Statement of purpose Head trauma is the leading cause of death and serious injury from all-terrain vehicle (ATV) crashes. The study objective was to better understand the relationship between speed and ATV crash-related brain injuries.
Methods/approach A retrospective chart review and analysis was performed of trauma registry patients with ATV-related injuries at the University of Iowa Hospitals and Clinics from 2002–2013.
Results 560 cases were identified; 77% were male and 32% were children <18 years of age. Rollovers (45%) were most common, followed by striking an object (22%) and ejection/fall (13%). Collisions with a motorised vehicle occurred in 8% of patients. Speeds >20 mph were associated with higher Max Head Abbreviated Injury Scale (AIS) scores than those ≤20 mph (p = 0.05). Crashes with speeds >30 mph had higher Max Head AIS scores than those ≤30 mph (p = 0.014). Higher speeds were also associated with a trend towards lower patient Glasgow Coma Scale (GCS) scores. Only about 20% of victims overall were wearing a helmet. Competitive racers, although helmeted, had more severe head injuries than all other victims. Competitive racers had lower GCS scores than their helmeted non-racing peers (p < 0.05). Non-racers without helmets had lower GCS scores than their helmeted peers (p = 0.003).
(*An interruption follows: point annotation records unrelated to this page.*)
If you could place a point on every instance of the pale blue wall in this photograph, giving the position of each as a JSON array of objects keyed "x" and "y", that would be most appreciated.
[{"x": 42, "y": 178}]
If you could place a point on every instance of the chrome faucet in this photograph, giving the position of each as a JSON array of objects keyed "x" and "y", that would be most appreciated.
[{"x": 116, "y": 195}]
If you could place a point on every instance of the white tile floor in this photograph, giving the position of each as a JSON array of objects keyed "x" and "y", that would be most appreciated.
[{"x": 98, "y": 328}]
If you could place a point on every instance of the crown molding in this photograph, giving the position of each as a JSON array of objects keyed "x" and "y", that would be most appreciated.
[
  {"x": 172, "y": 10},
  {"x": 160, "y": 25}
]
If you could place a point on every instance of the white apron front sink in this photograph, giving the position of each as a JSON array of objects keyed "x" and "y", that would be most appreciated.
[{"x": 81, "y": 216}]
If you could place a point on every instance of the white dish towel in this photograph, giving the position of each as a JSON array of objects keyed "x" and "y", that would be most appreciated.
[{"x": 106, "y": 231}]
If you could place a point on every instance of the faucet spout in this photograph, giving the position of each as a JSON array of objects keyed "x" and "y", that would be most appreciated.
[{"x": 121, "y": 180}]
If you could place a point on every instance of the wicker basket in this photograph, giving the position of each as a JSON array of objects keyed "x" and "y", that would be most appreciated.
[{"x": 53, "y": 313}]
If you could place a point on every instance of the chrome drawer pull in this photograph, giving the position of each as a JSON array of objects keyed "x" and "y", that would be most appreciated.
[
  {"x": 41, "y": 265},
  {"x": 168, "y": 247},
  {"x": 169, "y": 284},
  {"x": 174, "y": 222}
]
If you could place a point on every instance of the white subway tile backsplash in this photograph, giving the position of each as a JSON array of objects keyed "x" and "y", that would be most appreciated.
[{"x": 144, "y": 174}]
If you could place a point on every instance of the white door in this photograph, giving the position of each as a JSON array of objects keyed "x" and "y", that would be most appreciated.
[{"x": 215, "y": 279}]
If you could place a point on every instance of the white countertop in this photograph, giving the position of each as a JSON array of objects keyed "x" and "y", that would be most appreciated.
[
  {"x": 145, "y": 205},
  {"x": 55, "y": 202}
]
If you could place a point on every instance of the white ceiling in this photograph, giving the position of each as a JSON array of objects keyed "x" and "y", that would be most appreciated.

Conclusions Higher speed appears associated with greater head injury risk in ATV crashes. Although helmets are protective, there may be ATV crash speeds or mechanisms of brain injury at higher speeds that reduce helmet effectiveness.
Significance and contributions This study suggests that the present maximum speed limitations for many youth size ATVs (30 mph) is not safe and puts the child at increased risk for head injury. All ATVs should have a code-protected, tamper-proof speed governor. This would particularly assist parents and employers in protecting youth and employees from the serious risks associated with high operating speeds.